Tuesday, December 02, 2003



Wasted Maths

NZpols wastes a lot of maths defending presumptive rule consequentialism. I say wasted, because she missed my point completely.

The retreat to rule consequentialism is driven primarily by clashes between consequentialism and justice. The classic example here is that of McCloskey, who points out that consequentialists (well, he talks about utilitarians - hedonic consequentialists - but the argument is applicable to general consequentialism unless an infinite disvalue is placed upon certain actions) must bear false witness against an innocent person if it that would stop a riot. Or use collective punishment to prevent guerilla activity in wartime. Or impose harsh punishments on the guilty to meet public demand for retribution. Or support laws designed to defend an insecure democracy by making it a crime to "arouse the suspicions of the government".

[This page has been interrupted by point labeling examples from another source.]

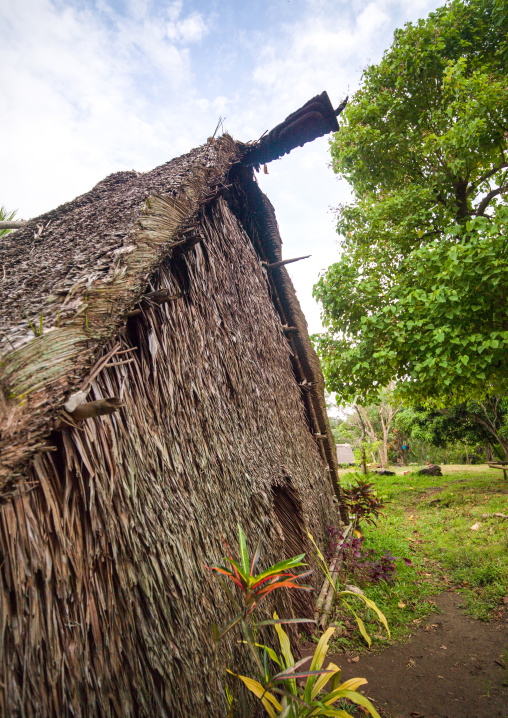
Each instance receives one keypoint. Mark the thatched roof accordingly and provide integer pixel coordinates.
(345, 454)
(105, 524)
(71, 276)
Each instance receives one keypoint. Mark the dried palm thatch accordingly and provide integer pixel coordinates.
(147, 300)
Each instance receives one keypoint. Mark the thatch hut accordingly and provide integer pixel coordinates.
(157, 387)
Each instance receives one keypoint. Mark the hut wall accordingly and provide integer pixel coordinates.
(105, 604)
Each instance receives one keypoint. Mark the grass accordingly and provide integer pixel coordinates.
(429, 520)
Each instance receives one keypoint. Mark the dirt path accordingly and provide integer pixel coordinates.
(452, 667)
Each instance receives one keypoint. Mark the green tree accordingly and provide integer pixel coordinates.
(473, 422)
(420, 293)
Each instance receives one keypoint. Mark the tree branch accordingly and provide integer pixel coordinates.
(485, 177)
(485, 201)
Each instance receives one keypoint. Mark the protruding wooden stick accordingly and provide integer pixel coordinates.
(13, 224)
(159, 297)
(100, 407)
(325, 600)
(276, 265)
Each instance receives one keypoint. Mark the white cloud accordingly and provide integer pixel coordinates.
(79, 97)
(88, 89)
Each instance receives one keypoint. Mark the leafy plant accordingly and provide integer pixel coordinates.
(320, 559)
(311, 700)
(362, 501)
(365, 563)
(253, 586)
(5, 216)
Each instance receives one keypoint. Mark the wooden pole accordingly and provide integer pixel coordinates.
(13, 224)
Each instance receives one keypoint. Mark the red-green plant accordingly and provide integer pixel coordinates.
(254, 587)
(362, 501)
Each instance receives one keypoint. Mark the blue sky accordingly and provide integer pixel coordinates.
(92, 87)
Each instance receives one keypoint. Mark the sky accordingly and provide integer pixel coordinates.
(92, 87)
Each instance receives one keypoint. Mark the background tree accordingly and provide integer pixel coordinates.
(420, 293)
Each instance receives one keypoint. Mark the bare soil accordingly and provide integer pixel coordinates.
(452, 666)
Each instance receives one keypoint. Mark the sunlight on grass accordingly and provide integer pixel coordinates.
(445, 526)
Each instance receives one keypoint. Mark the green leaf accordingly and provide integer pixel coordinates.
(244, 556)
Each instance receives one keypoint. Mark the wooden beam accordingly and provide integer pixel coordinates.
(160, 296)
(276, 265)
(14, 224)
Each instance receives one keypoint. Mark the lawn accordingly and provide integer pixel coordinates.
(441, 525)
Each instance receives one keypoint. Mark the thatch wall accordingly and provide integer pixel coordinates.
(105, 605)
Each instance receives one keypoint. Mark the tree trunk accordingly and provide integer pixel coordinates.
(362, 424)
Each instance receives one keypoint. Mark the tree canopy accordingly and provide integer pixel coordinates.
(420, 292)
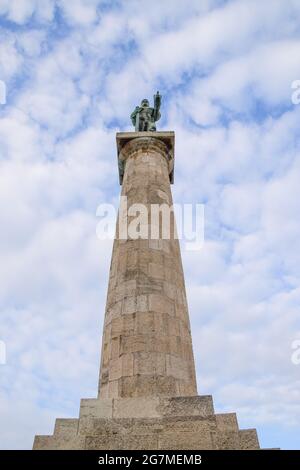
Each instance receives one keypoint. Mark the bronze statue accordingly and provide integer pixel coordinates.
(144, 117)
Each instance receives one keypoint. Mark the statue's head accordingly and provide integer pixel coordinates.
(145, 104)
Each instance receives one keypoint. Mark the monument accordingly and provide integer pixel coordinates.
(147, 396)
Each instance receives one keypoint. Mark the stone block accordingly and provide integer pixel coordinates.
(136, 408)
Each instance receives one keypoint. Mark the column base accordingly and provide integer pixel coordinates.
(179, 423)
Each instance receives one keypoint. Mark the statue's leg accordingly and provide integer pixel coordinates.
(152, 126)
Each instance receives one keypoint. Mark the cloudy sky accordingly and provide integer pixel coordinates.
(74, 70)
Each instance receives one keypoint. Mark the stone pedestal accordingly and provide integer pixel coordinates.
(147, 389)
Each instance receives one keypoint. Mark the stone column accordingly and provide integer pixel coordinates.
(147, 346)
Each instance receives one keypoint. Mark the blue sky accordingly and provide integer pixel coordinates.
(74, 71)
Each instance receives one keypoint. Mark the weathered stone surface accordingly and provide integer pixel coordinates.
(147, 389)
(147, 345)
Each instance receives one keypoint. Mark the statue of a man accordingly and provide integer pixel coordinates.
(144, 117)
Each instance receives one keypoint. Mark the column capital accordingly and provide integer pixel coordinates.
(128, 142)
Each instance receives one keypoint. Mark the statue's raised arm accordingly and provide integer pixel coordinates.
(144, 117)
(157, 104)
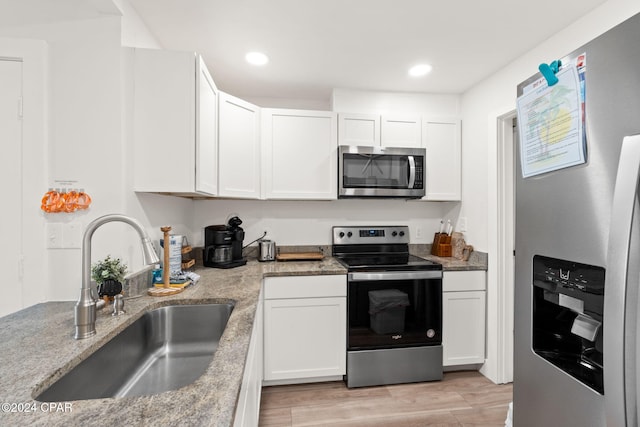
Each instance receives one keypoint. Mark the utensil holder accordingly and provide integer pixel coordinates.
(441, 245)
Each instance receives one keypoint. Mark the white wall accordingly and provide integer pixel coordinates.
(310, 222)
(498, 94)
(80, 135)
(481, 105)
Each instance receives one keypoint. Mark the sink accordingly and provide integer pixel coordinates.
(165, 349)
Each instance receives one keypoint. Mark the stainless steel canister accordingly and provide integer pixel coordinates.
(266, 250)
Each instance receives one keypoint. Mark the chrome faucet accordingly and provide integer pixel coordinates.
(85, 309)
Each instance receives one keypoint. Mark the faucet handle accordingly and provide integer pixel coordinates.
(118, 305)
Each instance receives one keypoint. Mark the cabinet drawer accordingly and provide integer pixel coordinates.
(455, 281)
(305, 286)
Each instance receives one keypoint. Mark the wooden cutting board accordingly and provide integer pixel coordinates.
(300, 256)
(164, 292)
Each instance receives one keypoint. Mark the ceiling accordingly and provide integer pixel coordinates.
(317, 45)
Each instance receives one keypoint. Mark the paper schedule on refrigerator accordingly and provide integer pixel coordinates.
(551, 125)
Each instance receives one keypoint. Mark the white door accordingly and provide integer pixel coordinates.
(359, 129)
(11, 177)
(304, 338)
(239, 148)
(206, 131)
(404, 131)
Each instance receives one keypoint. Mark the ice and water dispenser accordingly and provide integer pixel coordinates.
(568, 300)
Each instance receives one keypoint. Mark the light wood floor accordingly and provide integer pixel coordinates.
(460, 399)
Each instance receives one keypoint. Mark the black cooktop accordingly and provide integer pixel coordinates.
(387, 262)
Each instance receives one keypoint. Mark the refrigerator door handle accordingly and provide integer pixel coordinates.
(619, 299)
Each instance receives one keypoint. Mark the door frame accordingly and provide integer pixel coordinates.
(501, 233)
(34, 259)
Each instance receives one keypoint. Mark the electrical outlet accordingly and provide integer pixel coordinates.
(462, 224)
(269, 234)
(72, 236)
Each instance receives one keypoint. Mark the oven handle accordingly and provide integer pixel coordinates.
(394, 275)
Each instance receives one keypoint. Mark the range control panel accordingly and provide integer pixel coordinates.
(370, 235)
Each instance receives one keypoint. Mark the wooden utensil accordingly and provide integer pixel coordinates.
(166, 273)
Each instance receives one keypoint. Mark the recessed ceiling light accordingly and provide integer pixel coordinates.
(419, 70)
(256, 58)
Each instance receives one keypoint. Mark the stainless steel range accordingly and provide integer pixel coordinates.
(394, 307)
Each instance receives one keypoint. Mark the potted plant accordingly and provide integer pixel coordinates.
(109, 275)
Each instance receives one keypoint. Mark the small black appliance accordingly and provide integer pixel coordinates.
(223, 245)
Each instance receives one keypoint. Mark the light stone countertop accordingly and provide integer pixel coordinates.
(37, 348)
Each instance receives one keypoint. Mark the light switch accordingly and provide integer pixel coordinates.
(53, 232)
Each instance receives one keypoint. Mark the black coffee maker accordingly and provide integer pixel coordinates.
(223, 245)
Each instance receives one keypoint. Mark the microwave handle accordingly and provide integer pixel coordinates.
(412, 171)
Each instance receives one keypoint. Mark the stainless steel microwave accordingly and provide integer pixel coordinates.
(380, 172)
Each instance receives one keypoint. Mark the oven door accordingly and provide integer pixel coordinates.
(394, 309)
(381, 172)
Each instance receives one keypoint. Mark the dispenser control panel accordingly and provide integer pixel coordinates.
(569, 274)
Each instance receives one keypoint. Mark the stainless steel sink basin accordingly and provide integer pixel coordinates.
(165, 349)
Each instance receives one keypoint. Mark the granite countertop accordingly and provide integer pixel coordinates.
(477, 260)
(37, 348)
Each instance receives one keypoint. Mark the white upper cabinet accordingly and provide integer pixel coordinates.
(375, 130)
(174, 123)
(441, 138)
(359, 129)
(299, 154)
(239, 148)
(401, 131)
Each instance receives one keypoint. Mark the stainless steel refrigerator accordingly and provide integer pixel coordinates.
(577, 256)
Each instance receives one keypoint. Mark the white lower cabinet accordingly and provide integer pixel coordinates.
(248, 408)
(304, 328)
(463, 317)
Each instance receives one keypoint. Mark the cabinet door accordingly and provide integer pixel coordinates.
(206, 171)
(164, 120)
(401, 131)
(300, 154)
(174, 123)
(304, 338)
(463, 327)
(239, 148)
(248, 408)
(359, 129)
(441, 138)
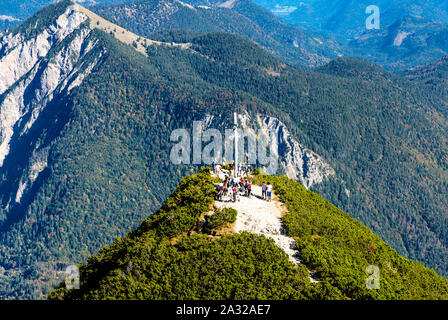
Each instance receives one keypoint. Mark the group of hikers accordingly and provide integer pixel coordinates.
(239, 186)
(266, 191)
(235, 186)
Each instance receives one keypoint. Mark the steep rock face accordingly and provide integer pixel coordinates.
(295, 160)
(37, 70)
(299, 163)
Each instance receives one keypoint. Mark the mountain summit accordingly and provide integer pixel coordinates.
(193, 248)
(87, 109)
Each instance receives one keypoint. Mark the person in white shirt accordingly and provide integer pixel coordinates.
(269, 192)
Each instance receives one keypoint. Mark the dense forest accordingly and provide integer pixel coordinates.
(166, 258)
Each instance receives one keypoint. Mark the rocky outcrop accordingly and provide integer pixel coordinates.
(34, 71)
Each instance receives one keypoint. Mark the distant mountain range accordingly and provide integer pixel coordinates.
(87, 108)
(294, 45)
(411, 33)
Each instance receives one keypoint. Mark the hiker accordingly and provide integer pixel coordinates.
(220, 191)
(269, 191)
(263, 191)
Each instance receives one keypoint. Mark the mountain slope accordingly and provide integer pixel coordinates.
(248, 266)
(242, 17)
(12, 12)
(89, 119)
(411, 33)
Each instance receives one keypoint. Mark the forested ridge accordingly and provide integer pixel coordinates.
(148, 264)
(109, 167)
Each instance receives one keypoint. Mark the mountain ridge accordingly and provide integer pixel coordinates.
(129, 268)
(108, 143)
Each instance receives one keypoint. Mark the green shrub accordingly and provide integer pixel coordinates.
(220, 218)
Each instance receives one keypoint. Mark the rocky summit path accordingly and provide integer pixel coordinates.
(259, 216)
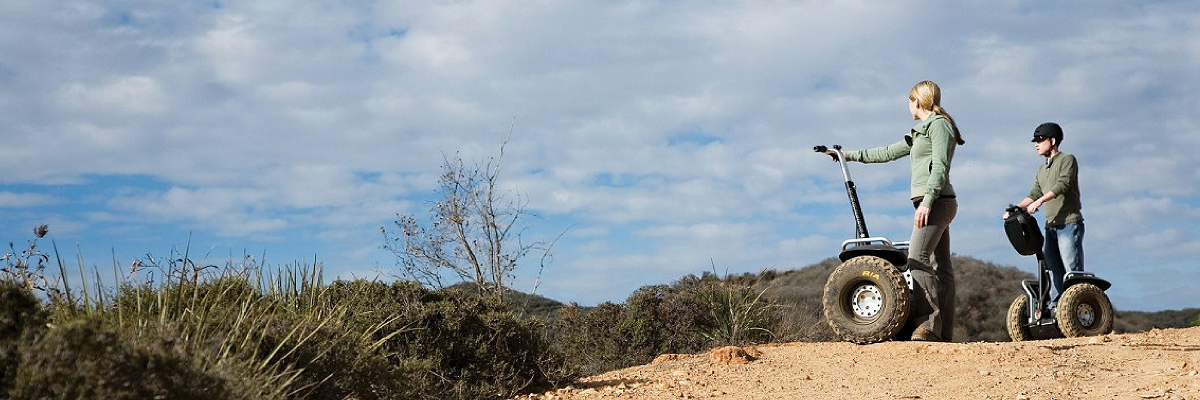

In other words, any arbitrary injustice is allowed provided it makes people overall better-off by whatever metric is used. This is widely regarded as a knock-down argument for act-consequentialism.

So, consequentialists retreat to rules. Instead of asking "would this act make people better off", they ask "what general rules of conduct will make people better off". A society where people routinely bear false witness against the innocent would be fairly unpleasant, so it's better not to. This solves the problem of justice, but at the cost of consistency - because, as NZPols points out, there will be cases where the rule clearly results in "bad decisions" (meaning people will be worse off by whatever metric is used).

The move to presumptive rule consequentialism - having rules, but ignoring them in cases where following them would make people worse off - restores consistency, but brings the problem of justice right back with it. After all, McCloskey's cases are precisely those where violating general rules (specifically those against against injustice) will result in people being better off. In fact, it's difficult to see how presumptive rule consequentialism differs from act consequentialism in any significant way; the only difference it makes is that you should be really, really, really sure about things before you execute an innocent man to please the mob.